Co więcej, ponad 50 proc. kosztów w wydobyciu ropy to podatki, dlatego finansowa kondycja Rosji może być jeszcze mocniej naruszona – dodaje.

Niewielki wpływ na rynek

Dorota Sierakowska z Domu Maklerskiego BOŚ zwraca uwagę że decyzje UE nie mają większego przełożenia na ceny ropy. W ostatnich miesiącach zarówno inwestorzy, jak i europejski rynek surowców energetycznych, przygotowywali się na wejście w życie zakazu.

Neutralna dla rynku ropy była też podjęta w niedzielę decyzja OPEC+. Kartel podtrzymał ograniczenie wydobycia obowiązujące od listopada.

Rosja to nadal jeden z największych producentów ropy naftowej na świecie.
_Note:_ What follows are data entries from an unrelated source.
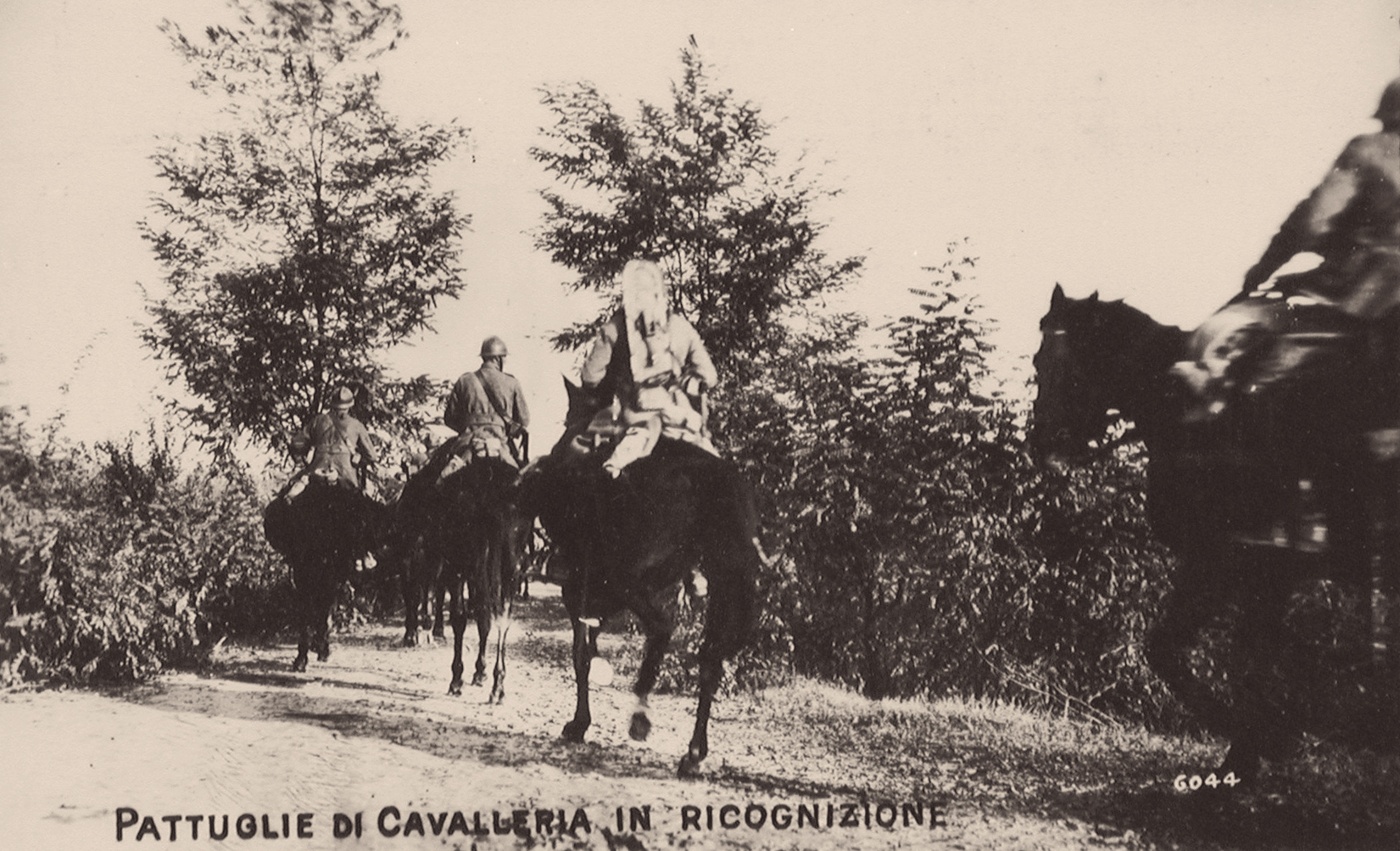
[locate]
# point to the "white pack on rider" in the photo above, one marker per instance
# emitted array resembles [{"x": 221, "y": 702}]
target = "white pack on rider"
[{"x": 660, "y": 385}]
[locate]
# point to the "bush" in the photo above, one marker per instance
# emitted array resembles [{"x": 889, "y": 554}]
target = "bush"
[{"x": 114, "y": 564}]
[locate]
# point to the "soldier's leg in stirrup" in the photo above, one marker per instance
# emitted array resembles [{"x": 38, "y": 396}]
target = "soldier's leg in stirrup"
[{"x": 460, "y": 458}]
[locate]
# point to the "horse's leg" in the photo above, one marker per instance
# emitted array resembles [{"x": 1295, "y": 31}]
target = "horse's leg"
[
  {"x": 1260, "y": 725},
  {"x": 434, "y": 584},
  {"x": 303, "y": 603},
  {"x": 503, "y": 626},
  {"x": 1199, "y": 590},
  {"x": 483, "y": 605},
  {"x": 728, "y": 624},
  {"x": 657, "y": 627},
  {"x": 458, "y": 619},
  {"x": 325, "y": 607},
  {"x": 585, "y": 644},
  {"x": 413, "y": 595},
  {"x": 711, "y": 669}
]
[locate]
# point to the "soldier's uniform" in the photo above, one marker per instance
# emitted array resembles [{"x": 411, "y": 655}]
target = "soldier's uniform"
[{"x": 488, "y": 409}]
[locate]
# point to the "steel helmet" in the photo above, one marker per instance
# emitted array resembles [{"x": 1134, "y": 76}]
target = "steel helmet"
[
  {"x": 342, "y": 398},
  {"x": 493, "y": 347},
  {"x": 1389, "y": 108}
]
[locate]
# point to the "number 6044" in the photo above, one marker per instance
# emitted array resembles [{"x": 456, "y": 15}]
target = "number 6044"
[{"x": 1191, "y": 782}]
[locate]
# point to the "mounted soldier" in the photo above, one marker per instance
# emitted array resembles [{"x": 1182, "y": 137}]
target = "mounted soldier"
[
  {"x": 653, "y": 367},
  {"x": 339, "y": 444},
  {"x": 488, "y": 411},
  {"x": 1266, "y": 338}
]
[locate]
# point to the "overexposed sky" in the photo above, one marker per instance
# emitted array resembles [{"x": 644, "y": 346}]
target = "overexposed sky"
[{"x": 1143, "y": 148}]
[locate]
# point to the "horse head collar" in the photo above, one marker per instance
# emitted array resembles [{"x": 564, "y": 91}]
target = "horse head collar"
[{"x": 1071, "y": 415}]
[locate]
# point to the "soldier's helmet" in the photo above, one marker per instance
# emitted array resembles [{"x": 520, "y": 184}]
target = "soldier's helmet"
[
  {"x": 343, "y": 398},
  {"x": 493, "y": 347},
  {"x": 1389, "y": 108}
]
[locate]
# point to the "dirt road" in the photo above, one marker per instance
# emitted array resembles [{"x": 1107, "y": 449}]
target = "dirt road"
[{"x": 367, "y": 751}]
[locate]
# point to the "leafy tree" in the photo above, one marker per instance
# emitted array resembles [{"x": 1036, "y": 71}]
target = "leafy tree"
[
  {"x": 301, "y": 238},
  {"x": 699, "y": 189}
]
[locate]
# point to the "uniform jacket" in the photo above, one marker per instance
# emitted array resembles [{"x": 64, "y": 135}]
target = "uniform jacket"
[
  {"x": 1355, "y": 210},
  {"x": 337, "y": 441},
  {"x": 471, "y": 402},
  {"x": 686, "y": 349}
]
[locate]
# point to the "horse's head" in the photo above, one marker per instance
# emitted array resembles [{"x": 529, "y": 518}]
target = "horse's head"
[{"x": 1073, "y": 399}]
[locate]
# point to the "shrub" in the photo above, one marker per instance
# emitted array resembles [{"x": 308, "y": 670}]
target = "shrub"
[{"x": 114, "y": 564}]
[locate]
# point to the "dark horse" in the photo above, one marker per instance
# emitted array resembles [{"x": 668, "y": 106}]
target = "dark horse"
[
  {"x": 464, "y": 534},
  {"x": 1217, "y": 484},
  {"x": 321, "y": 534},
  {"x": 625, "y": 540}
]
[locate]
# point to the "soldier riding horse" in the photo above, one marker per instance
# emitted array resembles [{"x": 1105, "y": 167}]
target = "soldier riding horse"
[{"x": 1260, "y": 472}]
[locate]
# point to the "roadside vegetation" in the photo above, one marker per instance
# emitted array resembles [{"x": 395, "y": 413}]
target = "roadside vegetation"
[{"x": 916, "y": 555}]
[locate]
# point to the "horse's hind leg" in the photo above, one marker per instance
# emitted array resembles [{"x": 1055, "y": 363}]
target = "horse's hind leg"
[
  {"x": 483, "y": 639},
  {"x": 503, "y": 626},
  {"x": 303, "y": 602},
  {"x": 412, "y": 603},
  {"x": 657, "y": 627},
  {"x": 438, "y": 591},
  {"x": 458, "y": 619},
  {"x": 1262, "y": 727},
  {"x": 585, "y": 644},
  {"x": 1199, "y": 591},
  {"x": 711, "y": 669}
]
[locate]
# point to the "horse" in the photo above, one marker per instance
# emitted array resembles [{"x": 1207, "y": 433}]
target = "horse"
[
  {"x": 626, "y": 540},
  {"x": 461, "y": 534},
  {"x": 321, "y": 534},
  {"x": 483, "y": 546},
  {"x": 1217, "y": 484},
  {"x": 416, "y": 551}
]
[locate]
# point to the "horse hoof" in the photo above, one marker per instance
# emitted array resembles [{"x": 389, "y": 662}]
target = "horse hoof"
[{"x": 689, "y": 766}]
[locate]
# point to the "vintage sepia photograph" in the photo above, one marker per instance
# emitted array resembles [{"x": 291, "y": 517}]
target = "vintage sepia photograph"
[{"x": 636, "y": 424}]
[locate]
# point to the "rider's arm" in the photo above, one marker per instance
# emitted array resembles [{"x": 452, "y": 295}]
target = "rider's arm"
[
  {"x": 595, "y": 367},
  {"x": 696, "y": 357},
  {"x": 454, "y": 413}
]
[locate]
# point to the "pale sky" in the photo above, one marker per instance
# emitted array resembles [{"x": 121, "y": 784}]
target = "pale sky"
[{"x": 1146, "y": 150}]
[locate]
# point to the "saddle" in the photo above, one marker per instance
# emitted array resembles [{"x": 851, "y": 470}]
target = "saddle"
[
  {"x": 1287, "y": 356},
  {"x": 1277, "y": 400}
]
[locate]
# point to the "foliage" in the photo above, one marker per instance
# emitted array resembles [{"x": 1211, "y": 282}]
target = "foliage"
[
  {"x": 924, "y": 553},
  {"x": 115, "y": 564},
  {"x": 303, "y": 238},
  {"x": 699, "y": 189}
]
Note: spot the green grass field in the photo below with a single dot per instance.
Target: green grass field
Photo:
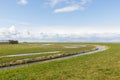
(103, 65)
(28, 48)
Kraj ten wyraźnie dał do zrozumienia, że nie dopasuje się do limitów cen ropy, narzuconych przez kraje G7, oraz jest gotów wstrzymać eksport ropy do państw, które będą tych limitów wymagały – napisała analityczka w komentarzu.

Cytuje ona szacunki, według których produkcja ropy naftowej w Rosji z tej przyczyny może się zmniejszyć o około jedną dziesiątą. W skali świata redukcja może wynieść około 1 proc.

Nie jest to bardzo dużo, jednak w obliczu cięć produkcji także w OPEC+ ta zmiana budzi pewne obawy i stanowi wsparcie dla notowań ropy na początku bieżącego tygodnia – podsumowała Dorota Sierakowska.

Michał Stajniak podkreśla, że cena rosyjskiej ropa Urals jest obecnie poniżej ustalonego w UE limitu. Dodatkowo Rosja może korzystać również ze swojej floty tankowców, co pozwoli na ominięcie sankcji.

– Istnieje również duże prawdopodobieństwo korzystania z innych metod na omijanie sankcji, które były widoczne już w tym roku w krajach europejskich – wskazuje analityk.

Jego zdaniem większy wpływ na rynek będzie miało kolejne embargo, które wchodzi w życie w lutym.

Wtedy kraje UE przestają kupować produkty ropopochodne, w tym przede wszystkim diesla, którego w krajach UE jest po prostu mało. Właśnie dlatego nie można wykluczyć kolejnej fali wzrostu cen diesla w stosunku do benzyny początkiem nowego roku – tłumaczy Michał Stajniak.